Nicola Pierce is a very accomplished writer of historical fiction for children. Behind the Walls tells of the 1689 siege of Derry, and her description of the siege, and the events that led up to it, is accurate and brought alive by typically skilful characterisation and imaginative detail.
She tells the story through the eyes of some of those teenage boys who slammed shut the gates of the city on King James’s army, inventing a family and background for brothers Daniel and Robert Sherrard. There are affectionate and convincing portraits too of Colonel Adam Murray, for most people the hero of the siege, and his father Gabriel. Animals – Murrray’s horse and Daniel’s dog –also play their part in bringing the story to life. This ground’s-eye approach to the action provides an emotional narrative that will help readers follow a convoluted series of events, but it also works to highlight those small incidents and accidents of character that together shape history. She depicts the characters on both sides of the walls with equal respect: there might be heroes, but there are no villains.

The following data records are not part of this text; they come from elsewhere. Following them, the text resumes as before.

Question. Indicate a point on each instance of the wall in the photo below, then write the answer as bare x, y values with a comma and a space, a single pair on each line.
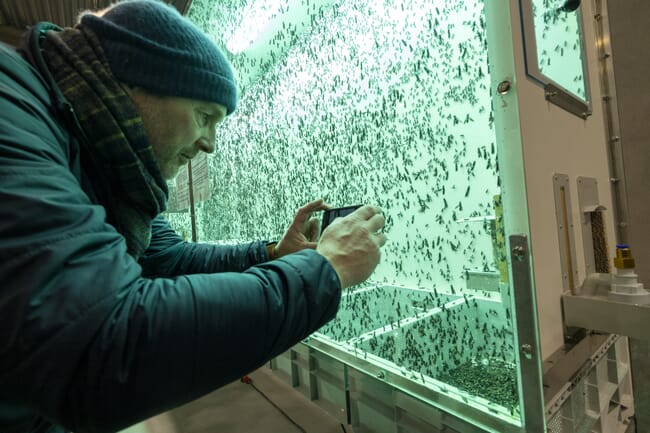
629, 40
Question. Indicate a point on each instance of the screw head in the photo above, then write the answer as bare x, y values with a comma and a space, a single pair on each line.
504, 87
519, 253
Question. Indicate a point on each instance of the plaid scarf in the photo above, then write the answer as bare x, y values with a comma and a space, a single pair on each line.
123, 166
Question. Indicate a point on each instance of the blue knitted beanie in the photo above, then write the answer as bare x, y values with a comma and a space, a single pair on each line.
151, 45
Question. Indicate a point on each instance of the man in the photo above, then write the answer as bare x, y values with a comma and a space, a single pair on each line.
106, 316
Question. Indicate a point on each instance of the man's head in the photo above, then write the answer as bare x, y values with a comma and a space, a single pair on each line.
180, 81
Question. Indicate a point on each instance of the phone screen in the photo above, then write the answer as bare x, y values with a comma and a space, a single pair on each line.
331, 214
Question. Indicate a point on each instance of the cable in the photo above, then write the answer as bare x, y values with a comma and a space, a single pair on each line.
249, 381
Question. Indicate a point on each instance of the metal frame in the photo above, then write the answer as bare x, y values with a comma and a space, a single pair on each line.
553, 91
529, 355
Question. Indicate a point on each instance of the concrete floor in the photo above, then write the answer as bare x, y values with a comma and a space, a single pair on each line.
269, 405
265, 405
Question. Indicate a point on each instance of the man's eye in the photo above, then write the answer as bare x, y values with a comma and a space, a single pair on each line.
203, 118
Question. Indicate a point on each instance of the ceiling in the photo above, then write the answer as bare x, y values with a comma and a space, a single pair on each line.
16, 15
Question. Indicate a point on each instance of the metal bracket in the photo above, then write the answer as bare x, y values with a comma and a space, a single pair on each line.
566, 101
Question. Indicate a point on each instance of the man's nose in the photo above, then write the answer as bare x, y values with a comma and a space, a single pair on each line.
206, 142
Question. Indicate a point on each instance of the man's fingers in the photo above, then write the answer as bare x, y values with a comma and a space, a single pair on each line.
367, 212
376, 222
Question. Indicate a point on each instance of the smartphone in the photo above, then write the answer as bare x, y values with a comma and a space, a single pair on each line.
331, 214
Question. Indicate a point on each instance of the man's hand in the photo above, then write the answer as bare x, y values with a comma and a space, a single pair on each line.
352, 244
303, 231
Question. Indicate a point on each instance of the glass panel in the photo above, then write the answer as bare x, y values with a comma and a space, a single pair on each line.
383, 102
559, 47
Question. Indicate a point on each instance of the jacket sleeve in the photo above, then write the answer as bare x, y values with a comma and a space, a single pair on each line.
85, 340
168, 255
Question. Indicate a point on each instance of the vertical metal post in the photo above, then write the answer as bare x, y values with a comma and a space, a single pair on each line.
529, 356
191, 192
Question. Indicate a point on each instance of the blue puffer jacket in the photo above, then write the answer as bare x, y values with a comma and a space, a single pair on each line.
90, 340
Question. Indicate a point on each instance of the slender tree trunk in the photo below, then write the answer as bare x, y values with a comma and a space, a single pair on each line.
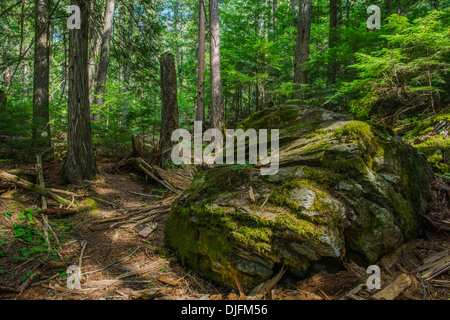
104, 55
294, 7
41, 118
169, 106
200, 113
2, 101
217, 106
79, 163
96, 41
332, 41
302, 44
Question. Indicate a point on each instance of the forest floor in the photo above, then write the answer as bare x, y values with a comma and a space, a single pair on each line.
119, 264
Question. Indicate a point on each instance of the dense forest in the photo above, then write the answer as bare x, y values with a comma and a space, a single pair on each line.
91, 92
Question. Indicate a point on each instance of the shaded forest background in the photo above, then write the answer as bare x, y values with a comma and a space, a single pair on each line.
397, 73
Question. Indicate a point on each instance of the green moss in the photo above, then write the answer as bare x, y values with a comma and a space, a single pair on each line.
87, 205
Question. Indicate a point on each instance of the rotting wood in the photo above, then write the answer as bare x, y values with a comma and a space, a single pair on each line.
394, 288
32, 187
435, 265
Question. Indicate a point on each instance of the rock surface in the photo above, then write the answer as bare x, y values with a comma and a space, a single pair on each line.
345, 189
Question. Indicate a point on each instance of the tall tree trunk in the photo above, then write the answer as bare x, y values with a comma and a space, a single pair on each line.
79, 163
2, 101
302, 44
41, 118
104, 55
294, 7
200, 113
217, 108
332, 41
95, 42
169, 106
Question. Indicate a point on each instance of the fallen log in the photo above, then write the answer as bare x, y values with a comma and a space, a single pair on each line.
5, 176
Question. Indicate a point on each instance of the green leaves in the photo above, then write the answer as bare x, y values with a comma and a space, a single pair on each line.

Pierce also returns to what seems to be a favourite theme, certainly one that she examines in Spirit of the Titanic and City of Fate: how people respond, and the depths of strength, courage and resilience they show, when in terrible and extreme circumstances. The descriptions of the effects of the siege on the residents of the city is shocking to read, especially since by then the characters have become our friends. As the people bear the agonies of starvation, not because by then there’s much logic to the siege but because it’s what they feel is right, the reader has to wonder how they would cope in such circumstances, while hoping they never have to.